スペインのカタルーニャ州がスペインからの独立を求めて住民投票を行ったことが大きなニュースとなっています。「国家と地域の対立」など日本では想像もできないことですが、欧州では国家からの独立を目論む地域はカタルーニャ州だけに限ったことでは無いようです。
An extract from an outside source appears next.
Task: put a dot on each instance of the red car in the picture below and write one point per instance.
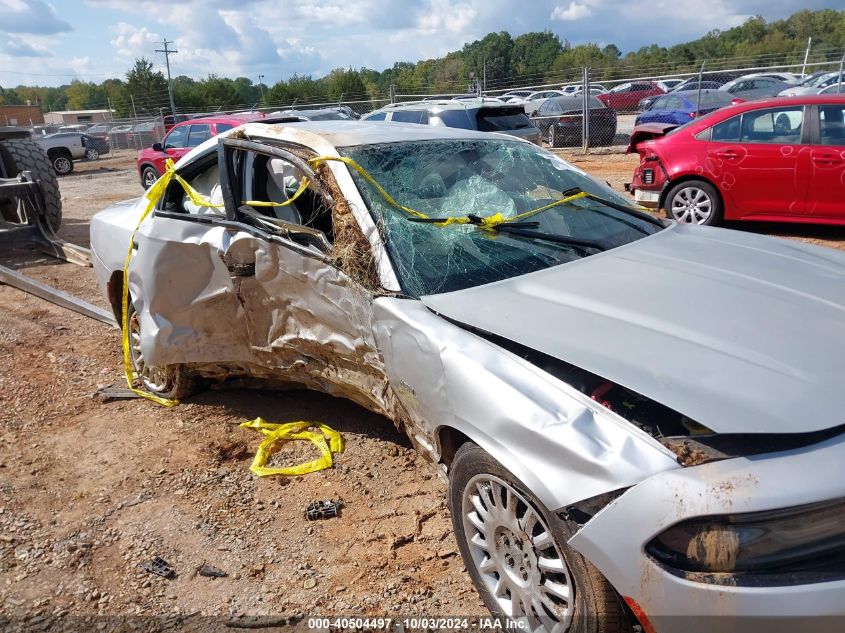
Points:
(182, 138)
(780, 159)
(626, 97)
メルマガ『高城未来研究所「Future Report」』の著者・高城剛さんは、カタルーニャ州に続き独立の可能性があるとして、日本ではほとんど語られないドイツの「ある地域」について明かしています。
カタルーニャに続けとばかりに独立を宣言しかねない、ある地域のこと
今週は、もしカタルーニャがスペインから独立に成功しEUに留まれた場合、次にそのような独立を目指すのは、どの地域になるのか、私見たっぷりにお話ししたいと思います。
長い歴史を持つ欧州は、20世紀に2度にわたる大きな大戦を経て、EUという大きな枠組みを作ることに成功しました。
もともと大陸ではなく、ユーロとは違う独自通貨ポンドを使い、一度も戦争に負けたことがない英国がEUから離脱するのと違い、カタルーニャのスペインからの独立は、20世紀に枠組みされた国家という体制が崩壊し、地域とより大きな集合体の時代に突入したことを意味します。
現在、EUはカタルーニャの独立に反対しています。
その真意は、EUがこのように地域独立を認めてしまうと、他の地域も続々と独立表明しかねない可能性が高まり、その最大の懸念地域が、ドイツのバイエルンです。
ミュンヘンを抱えるドイツ南部のバイエルン州は、ドイツでは最大の州であり、スイス、チェコおよびオーストリアとの国境に位置します。
BMWやアウディがある欧州随一の裕福な州で、歴史を振り返りますと、10世紀に神聖ローマ帝国によってバイエルン大公国(公国)が設けられて以後、幾つかの戦いを経てドイツ諸国はバルト・ドイツ人やスラヴからなるプロイセン王国と、バイエルン人のオーストリア帝国という二大国だったことからもわかるように、バイエルンは、いわゆるドイツ人とは異なります。
それゆえ、自らを「ドイツ人ではなくバイエルン人だ」という人も少なくありません。
これは、カタルーニャの人たちが、「スペイン人ではなくカタランだ」と話すのに似ています。
また、宗教も政党も異なります。
ドイツは全般的にプロテスタントが大半で、メルケル首相率いるCDU(キリスト教民主主義)もプロテスタントを支持母体にしています。
しかし、バイエルンは半数以上がカトリックなのです。
それゆえ、ドイツ与党CDUがこの州には存在せず、代わりにCSU(キリスト教社会同盟)の牙城となっており、CDUと協力関係にあります。
しかし、先月のドイツ総選挙でCSUの支持が急落し、一方、4.4ポイントから12.5ポイントと極右政党AfDが票を大きく伸ばしました。
このAfDのバイエルン支部が、国境を超えて同じく極右政党オーストリア自由党との協力関係(ブラウ同盟)を構築したことは、昨年大きく報じられましたが、さらに接触しているのが、バイエルン愛国党です。
バイエルン愛国党は、バイエルン王国の復活を目論む政党で、事実上地域独立を目標に掲げた政党です。
AfDのバイエルン支部が、国境を超えて極右政党オーストリア自由党との協力関係を結んだことからわかるように、バイエルンはドイツではなく、オーストリアの一部勢力とともに、失われたバイエルン王国の復興を目指していると考えられます。
もし、国家的に票を伸ばす極右政党と地域的極右政党が国境を超えた地域で手を結ぶと、なにが起きるのか分かりません。
もし、欧州一裕福なバイエルンが地域独立すると、EUそのものが破綻してしまいます。
ドイツ一強と言われるEUですが、そのドイツはバイエルン一強なのです。
EUから英国が離脱したように、いま、なにが起こっても不思議ではありません。
それだけが、唯一の真実だと思います。